Inspired by recent work on neural network image generation which rely on backpropagation towards the network inputs, we present a proof-of-concept system for speech texture synthesis and voice conversion based on two mechanisms: approximate inversion of the representation learned by a speech recognition neural network, and on matching statistics of neuron activations between different source and target utterances. Similar to image texture synthesis and neural style transfer, the system works by optimizing a cost function with respect to the input waveform samples. To this end we use a differentiable mel-filterbank feature extraction pipeline and train a convolutional CTC speech recognition network. Our system is able to extract speaker characteristics from very limited amounts of target speaker data, as little as a few seconds, and can be used to generate realistic speech babble or reconstruct an utterance in a different voice.

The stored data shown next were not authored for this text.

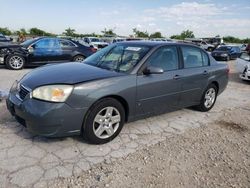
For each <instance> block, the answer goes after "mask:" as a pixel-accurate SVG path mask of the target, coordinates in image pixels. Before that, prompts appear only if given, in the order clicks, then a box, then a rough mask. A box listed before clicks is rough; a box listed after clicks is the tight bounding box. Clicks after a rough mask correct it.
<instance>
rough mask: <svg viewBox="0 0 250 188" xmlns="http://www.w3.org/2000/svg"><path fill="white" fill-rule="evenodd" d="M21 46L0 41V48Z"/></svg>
mask: <svg viewBox="0 0 250 188" xmlns="http://www.w3.org/2000/svg"><path fill="white" fill-rule="evenodd" d="M20 47H21V46H20V45H18V44H12V43H8V42H0V49H1V48H20Z"/></svg>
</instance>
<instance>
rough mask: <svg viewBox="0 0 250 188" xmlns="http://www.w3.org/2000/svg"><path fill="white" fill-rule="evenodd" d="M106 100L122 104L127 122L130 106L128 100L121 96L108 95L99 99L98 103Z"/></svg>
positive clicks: (128, 114)
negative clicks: (103, 99) (116, 102)
mask: <svg viewBox="0 0 250 188" xmlns="http://www.w3.org/2000/svg"><path fill="white" fill-rule="evenodd" d="M105 98H113V99H116V100H117V101H118V102H120V103H121V104H122V106H123V108H124V111H125V122H127V121H128V117H129V105H128V102H127V101H126V99H124V98H123V97H121V96H119V95H107V96H104V97H102V98H100V99H98V100H97V101H96V102H98V101H100V100H102V99H105Z"/></svg>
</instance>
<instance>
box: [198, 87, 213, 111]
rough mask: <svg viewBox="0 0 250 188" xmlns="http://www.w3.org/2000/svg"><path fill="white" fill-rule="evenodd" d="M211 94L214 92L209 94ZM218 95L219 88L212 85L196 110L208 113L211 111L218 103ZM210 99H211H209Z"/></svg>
mask: <svg viewBox="0 0 250 188" xmlns="http://www.w3.org/2000/svg"><path fill="white" fill-rule="evenodd" d="M209 92H212V93H210V94H209ZM217 94H218V88H217V86H216V85H215V84H210V85H209V86H208V87H207V89H206V90H205V92H204V93H203V95H202V98H201V102H200V104H199V105H198V106H196V109H198V110H199V111H201V112H207V111H209V110H211V109H212V108H213V106H214V104H215V102H216V99H217ZM209 97H210V99H209Z"/></svg>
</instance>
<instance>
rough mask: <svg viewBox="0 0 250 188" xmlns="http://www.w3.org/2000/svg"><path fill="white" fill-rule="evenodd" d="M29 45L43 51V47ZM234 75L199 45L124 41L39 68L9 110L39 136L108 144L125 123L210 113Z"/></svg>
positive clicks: (114, 43)
mask: <svg viewBox="0 0 250 188" xmlns="http://www.w3.org/2000/svg"><path fill="white" fill-rule="evenodd" d="M40 40H45V39H40ZM40 40H39V41H40ZM59 42H60V40H59ZM64 42H66V41H64ZM67 42H70V41H67ZM27 43H28V44H29V45H27V46H30V44H31V47H32V48H31V51H33V52H34V51H35V50H36V49H37V46H34V44H36V42H35V43H34V41H33V42H26V44H27ZM73 44H75V43H72V45H73ZM77 45H78V44H77ZM18 48H21V47H18ZM26 49H27V48H26ZM27 50H29V48H28V49H27ZM39 53H40V52H39ZM42 53H43V52H42ZM71 57H74V56H71ZM228 73H229V69H228V65H227V64H225V63H219V62H217V61H215V60H214V58H212V57H211V55H210V54H208V53H207V52H206V51H205V50H203V49H201V48H199V47H197V46H194V45H189V44H183V43H166V42H152V41H151V42H150V41H132V42H120V43H114V44H112V45H109V46H108V47H106V48H104V49H101V50H100V51H98V52H96V53H95V54H93V55H92V56H90V57H88V58H86V59H85V60H84V61H83V62H82V63H61V64H56V65H51V66H44V67H41V68H39V69H35V70H34V71H31V72H30V73H28V74H26V75H25V76H24V77H23V78H22V79H21V80H19V81H17V82H15V83H14V84H13V86H12V88H11V90H10V94H9V96H8V99H7V107H8V109H9V111H10V113H11V114H12V115H13V116H14V117H15V118H16V120H17V121H18V122H19V123H20V124H22V125H23V126H25V127H26V128H27V130H28V131H30V132H32V133H34V134H38V135H43V136H47V137H60V136H71V135H81V136H82V137H83V138H84V139H86V140H87V141H88V142H90V143H94V144H103V143H106V142H109V141H111V140H112V139H114V138H115V137H116V136H117V135H118V134H119V133H120V131H121V129H122V127H123V125H124V123H125V122H130V121H134V120H138V119H141V118H145V117H149V116H152V115H157V114H161V113H165V112H168V111H172V110H177V109H181V108H184V107H189V106H195V107H196V108H197V109H199V110H200V111H203V112H206V111H209V110H210V109H212V108H213V106H214V104H215V102H216V98H217V96H218V95H219V94H221V93H222V92H223V91H224V90H225V88H226V86H227V83H228Z"/></svg>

Limitations and Future Work
We demonstrate a proof-of-concept speech texture synthesis and voice conversion system that derives a statistical description of the target voice from the activations of a deep convolutional neural network trained to perform speech recognition. The main benefit of the proposed approach is the ability to utilize very limited amounts of data from the target speaker. Leveraging the distribution of natural speech captured by the pretrained network, a few seconds of speech are sufficient to synthesize recognizable characteristics of the target voice. However, the proposed approach is also quite slow, requiring several thousand gradient descent steps. In addition, the synthesized utterances are of relatively low quality.
The proposed approach can be extended in may ways. First, analogously to the fast image style transfer algorithms, the Gram tensor loss can be used as additional supervision for a speech synthesis neural network such as WaveNet or Tacotron. For example, it might be feasible to use the style loss to extend a neural speech synthesis system to a wide set of speakers given only a few seconds of recorded speech from each one. Second, the method depends on a pretrained speech recognition network. In this work we used a fairly basic network using feature extraction parameters tuned for speech recognition. Synthesis quality could probably be improved by using higher sampling rates, increasing the window overlap and running the network on linear-, rather than mel-filterbank features.